Sabah gözlerimi açtığımda belimde hissettiğim baskı ile kaşlarımı çattım.

Sıcak bir nefes yüzüme çarptığında yanımdaki bedenin yeni farkına vardım.

Hızla doğrulurken bunun Barış olduğunu fark ettim.

"Barış!"

Bağırmamla beraber sıçrayıp uyanması bir oldu.

"Sabah sabah noluyor a**?" dedi gözlerini ovalarken.
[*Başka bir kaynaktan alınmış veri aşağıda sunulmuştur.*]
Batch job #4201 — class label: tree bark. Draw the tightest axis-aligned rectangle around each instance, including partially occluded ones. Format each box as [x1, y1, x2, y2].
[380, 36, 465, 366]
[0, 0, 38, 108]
"Ne demek noluyor? Niye buradayız biz? Niye sarılıyoruz? Niye senin evindeyim!" dedim etrafıma bakınırken.

"Bir sakin ol." dedi o da doğrulup oturur hâle gelirken.

"Ne demek sakin ol? Napıyorum ben burada?" dedim ayağa kalktığımda.

"Sen geldin. Sarhoştun. Benimle uyu dedin, sarıl bana dedin."

"Ben mi dedim?"

Sesimdeki şaşkınlık kesin ve net bir şekilde anlaşılıyordu.

Sahiden ben mi istedim bunu?

"Evet, hatta ben sana pişman olacaksın yapma dedim ama sen bırak sarhoşluğuma vereyim, seni suçlayayım dedin."

"Ne?" dedim kısıkça.

Bunu isteyecek kadar aptal olamazsın Manolya.

"Ne diye kabul ettin sen de eğer ben böyle dediysem?"

"Bırakmadın."

Rahat rahat takılması daha fazla sinirlerimi bozuyordu.

"Off, gidiyorum ben. Kimseye de bahsetme bundan." dedim işaret parmağımı savururken.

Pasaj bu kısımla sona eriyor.